# Quod Erat Demonstrandum

## 2007/11/07

### [CE] A typical curve sketching question

Filed under: HKCEE — johnmayhk @ 9:40 下午

Just busy with the cheering team practice. For a break, write something quick…

This is a part of the question of 2000-CE-A.Math-Q.10, a typical question.Let $y = f(x) = \frac{7 - 4x}{x^2 + 2}$.
Show that the maximum and minimum values of $f(x)$ are $4$ and $-\frac{1}{2}$ respectively.

When it is given to F.5C students, some of them puzzled and asked, ‘is that something wrong in the question?’ They added, ‘ $-\frac{1}{2}$ is maximum and $4$ is minimum.’ How come?

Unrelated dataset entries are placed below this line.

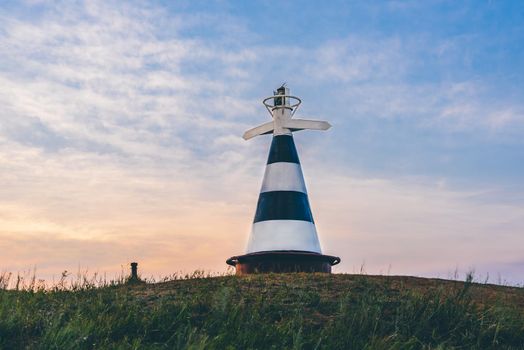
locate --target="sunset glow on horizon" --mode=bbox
[0,1,524,284]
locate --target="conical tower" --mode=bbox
[226,86,340,274]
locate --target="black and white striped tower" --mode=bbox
[227,85,340,274]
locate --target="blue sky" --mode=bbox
[0,1,524,283]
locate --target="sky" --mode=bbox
[0,0,524,284]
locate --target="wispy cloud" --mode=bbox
[0,1,524,284]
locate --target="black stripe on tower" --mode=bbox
[254,191,314,222]
[267,135,300,164]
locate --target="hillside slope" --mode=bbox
[0,274,524,349]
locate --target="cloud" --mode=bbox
[0,1,524,284]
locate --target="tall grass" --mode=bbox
[0,271,524,349]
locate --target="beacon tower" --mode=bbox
[226,85,340,275]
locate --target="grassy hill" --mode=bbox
[0,274,524,349]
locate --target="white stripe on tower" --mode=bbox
[260,162,307,193]
[247,220,320,253]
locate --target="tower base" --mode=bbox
[226,250,340,275]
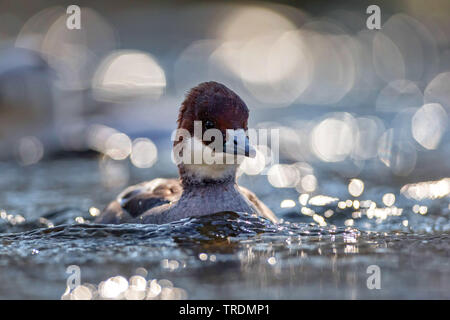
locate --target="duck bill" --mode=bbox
[224,129,256,158]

In fact, students’ concept is so vague to give that comment. Saying “ $-\frac{1}{2}$ is maximum and $4$ is minimum." is not clear! They should say something like: $y$ attains its maximum value when $x = -\frac{1}{2}$. Hence,
to find maximum value of $y$,
we put $x = -\frac{1}{2}$ into $y = \frac{7 - 4x}{x^2 + 2}$,
that is, the maximum value of $y = \frac{7 - 4(-\frac{1}{2})}{(-\frac{1}{2})^2 + 2} = 4$.

Also, they should say $y$ attains its minimum value when $x = 4$. Hence,
the minimum value of $y = \frac{7 - 4(4)}{4^2 + 2} = -\frac{1}{2}$.

The designer of this question played little tricks on numbers. It may be quite interesting to set up similar question by choosing ‘suitable’ numbers $a$ and $b$ satisfying $a < b$; $f(a) = b =$ maximum value of $y$; $f(b) = a =$ minimum value of $y$; and
It is not too easy (or too difficult) to find derivatives of $f(x)$.

Students try to find such function to help me set up A. Math Examination Paper ^_^.